Una prestazione di grande solidità per Sinner, che ha imposto il proprio ritmo contro uno dei più grandi interpreti della storia del torneo. L’italiano ha giocato con aggressività, precisione al servizio e grande attenzione nei momenti decisivi, lasciando pochi spazi al campione serbo.
Per Sinner si tratta della prima finale Slam della stagione, dopo la semifinale raggiunta agli Australian Open e l’eliminazione al secondo turno del Roland Garros. Con questo successo, il 23enne altoatesino raggiunge la settima finale Major della carriera, la 39ª nel circuito ATP, entrando ancora di più nella storia del tennis italiano.

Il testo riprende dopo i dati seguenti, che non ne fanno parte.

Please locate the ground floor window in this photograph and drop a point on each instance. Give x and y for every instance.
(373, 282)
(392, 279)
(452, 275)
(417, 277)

Sinner è infatti il primo giocatore italiano a raggiungere più di una volta la finale di Wimbledon ed è il 18° tennista dell’era Open capace di disputare due finali consecutive ai Championships.
Ora l’obiettivo è il quinto titolo Slam della carriera. A contendergli il trofeo sarà Alexander Zverev, che ha superato in tre set la sorpresa del torneo Arthur Fery con il punteggio di 7-6(0) 6-2 6-4.
La sfida contro il tedesco sarà la quindicesima tra i due giocatori. Sinner conduce il bilancio degli scontri diretti per 10-4 e ha vinto gli ultimi nove confronti, anche se i due non si sono mai affrontati sull’erba. L’ultima vittoria di Zverev risale agli US Open 2023.
Nel 2026 i due si sono già incontrati quattro volte, sempre con successo dell’azzurro: nelle semifinali dei Masters 1000 di Indian Wells, Miami e Montecarlo e nella finale di Madrid.
“Sono contento di essere tornato in finale”, ha detto Sinner nell’intervista sul campo dopo la vittoria. “Novak è un’ispirazione per tutta la nuova generazione. Abbiamo sempre giocato partite molto combattute. Ho cercato di essere aggressivo e di servire bene contro il miglior ribattitore del circuito”.
L’azzurro guarda ora alla sfida decisiva: un ultimo passo per confermarsi re di Wimbledon.